I am currently reading the book Continuous-Time Sigma-Delta A/D Conversion to get myself a better understanding of \$ \Sigma \Delta\$ converters. Unfortunately I got stuck at the point where noise-shaping is explained. The chapter started clearly, saying that for studying the effects of noise, the quantizer can be approximated by a linear model, which then leaves us with a linearized \$ \Sigma \Delta\$ modulator as shown at the bottom.
With this model we want to achieve two different transfer functions, one for \$x(n)\$ and another for \$e(n)\$.
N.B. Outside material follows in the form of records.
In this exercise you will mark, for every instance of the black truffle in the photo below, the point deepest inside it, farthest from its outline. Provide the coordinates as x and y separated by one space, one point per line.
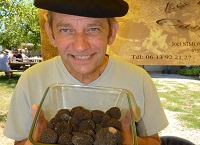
114 112
97 116
82 139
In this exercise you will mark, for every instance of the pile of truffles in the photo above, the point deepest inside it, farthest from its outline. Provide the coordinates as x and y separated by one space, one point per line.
83 127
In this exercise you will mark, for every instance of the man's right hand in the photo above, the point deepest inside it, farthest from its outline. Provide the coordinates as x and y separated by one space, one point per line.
41 124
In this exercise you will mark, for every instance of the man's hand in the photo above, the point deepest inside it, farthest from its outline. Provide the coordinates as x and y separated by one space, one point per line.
41 124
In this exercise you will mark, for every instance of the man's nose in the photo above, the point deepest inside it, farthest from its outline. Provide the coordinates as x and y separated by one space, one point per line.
80 42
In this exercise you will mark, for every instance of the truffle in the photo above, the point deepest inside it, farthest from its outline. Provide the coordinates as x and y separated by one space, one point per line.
84 127
97 116
48 136
82 139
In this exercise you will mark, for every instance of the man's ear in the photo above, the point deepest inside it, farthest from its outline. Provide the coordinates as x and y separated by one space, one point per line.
49 32
114 29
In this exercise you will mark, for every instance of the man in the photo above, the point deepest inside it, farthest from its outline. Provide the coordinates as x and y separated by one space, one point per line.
16 57
81 31
4 63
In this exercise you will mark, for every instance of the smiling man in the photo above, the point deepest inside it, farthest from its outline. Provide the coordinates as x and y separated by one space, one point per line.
81 30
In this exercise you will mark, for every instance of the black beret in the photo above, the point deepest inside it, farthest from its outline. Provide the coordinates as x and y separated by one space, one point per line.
86 8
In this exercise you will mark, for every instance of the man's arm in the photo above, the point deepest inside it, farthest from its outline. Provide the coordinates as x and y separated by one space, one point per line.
23 142
149 140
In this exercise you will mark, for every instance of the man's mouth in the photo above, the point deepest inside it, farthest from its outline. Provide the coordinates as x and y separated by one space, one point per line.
82 57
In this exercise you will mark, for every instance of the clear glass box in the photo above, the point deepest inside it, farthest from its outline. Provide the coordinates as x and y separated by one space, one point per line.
62 96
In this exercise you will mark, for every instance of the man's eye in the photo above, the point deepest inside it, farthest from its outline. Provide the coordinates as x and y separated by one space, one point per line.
93 31
66 32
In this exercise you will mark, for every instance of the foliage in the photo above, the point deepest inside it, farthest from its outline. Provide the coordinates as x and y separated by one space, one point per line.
181 97
190 71
19 23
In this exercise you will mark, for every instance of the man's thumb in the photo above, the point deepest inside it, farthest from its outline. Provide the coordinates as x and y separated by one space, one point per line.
34 109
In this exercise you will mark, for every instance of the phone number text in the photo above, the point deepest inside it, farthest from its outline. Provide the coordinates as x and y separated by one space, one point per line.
164 57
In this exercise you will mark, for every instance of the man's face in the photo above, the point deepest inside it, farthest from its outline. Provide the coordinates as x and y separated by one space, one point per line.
15 53
81 41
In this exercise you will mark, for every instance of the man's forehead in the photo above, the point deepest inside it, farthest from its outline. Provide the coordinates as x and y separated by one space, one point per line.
87 8
66 18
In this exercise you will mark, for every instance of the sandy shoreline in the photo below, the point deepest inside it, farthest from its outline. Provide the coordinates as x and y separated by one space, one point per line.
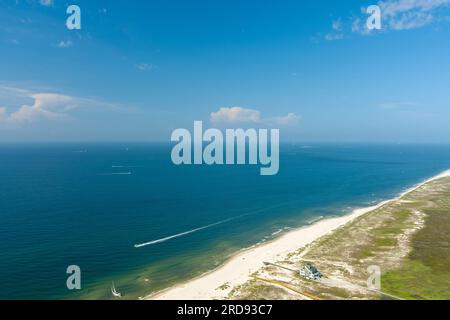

$$ Y(z)=STF(z)X(z)+NTF(z)E(z) $$
STF ... Signal Transfer Function, NTF ... Noise Transfer Function
Since the noise shall occur at high frequencies and the signal at low frequencies, it seems clear that the STF should be a low-pass and the NTF a high-pass filter.
Now the author states that this leads to the following concrete transfer functions:
$$ STF(z)=\frac{1}{\frac{1}{H(z)k} + 1} \\ NTF(z)=\frac{1}{H(z)k + 1} $$
No further explanation. How is it possible to conclude that the STF and NTF need to look like that? Furthermore, how can we conclude that the simplest \$H(z)\$ is an integrator?